Le président français Emmanuel Macron entame ce mercredi une tournée en Amérique latine et en Afrique, marquée par une étape symbolique à Salvador de Bahia, au Brésil. Cette visite, axée sur le renforcement des liens transatlantiques et la réaffirmation de l’engagement français en faveur d’une nouvelle relation avec l’Afrique, s’inscrit dans le cadre de la saison culturelle France-Brésil.
Arrivé à Salvador, capitale de l’État de Bahia, Macron participera à l’ouverture du festival « Notre futur : Brésil-France, dialogues avec l’Afrique », un événement réunissant les jeunes et les nouvelles voix des sociétés civiles brésiliennes, africaines et françaises, selon l’Élysée.
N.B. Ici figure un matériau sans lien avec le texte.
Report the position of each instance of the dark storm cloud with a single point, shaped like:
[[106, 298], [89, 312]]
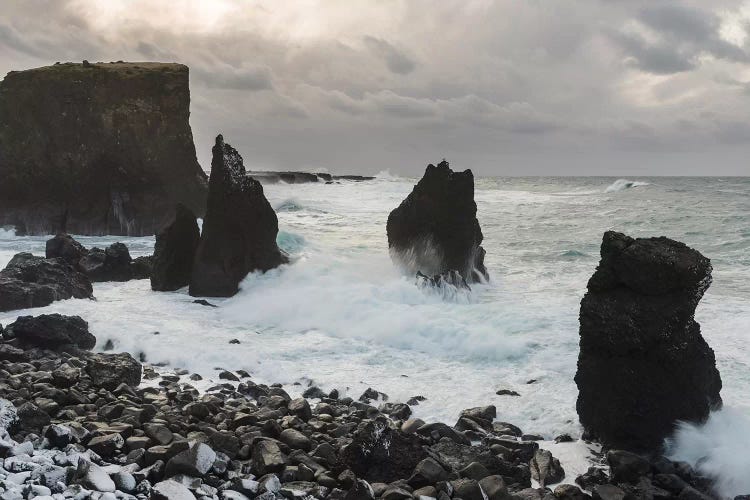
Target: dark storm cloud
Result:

Bahia, l’une des principales portes d’entrée des esclaves africains déportés, est aujourd’hui un centre vibrant de la culture afro-brésilienne. La présidence française souligne que cette visite vise à « célébrer et à travailler avec Brasília à une relation transatlantique ré-imaginée », en associant les partenaires africains.
Au programme de ce déplacement, une visite à la galerie consacrée à l’œuvre du photographe et anthropologue français Pierre Fatumbi Verger (1902-1996), ainsi qu’une découverte de la Maison du Bénin et de l’exposition « Je suis un fleuve noir ». Cette étape bahianaise est perçue à Paris comme un « point d’étape » dans le processus de renouvellement des relations avec l’Afrique.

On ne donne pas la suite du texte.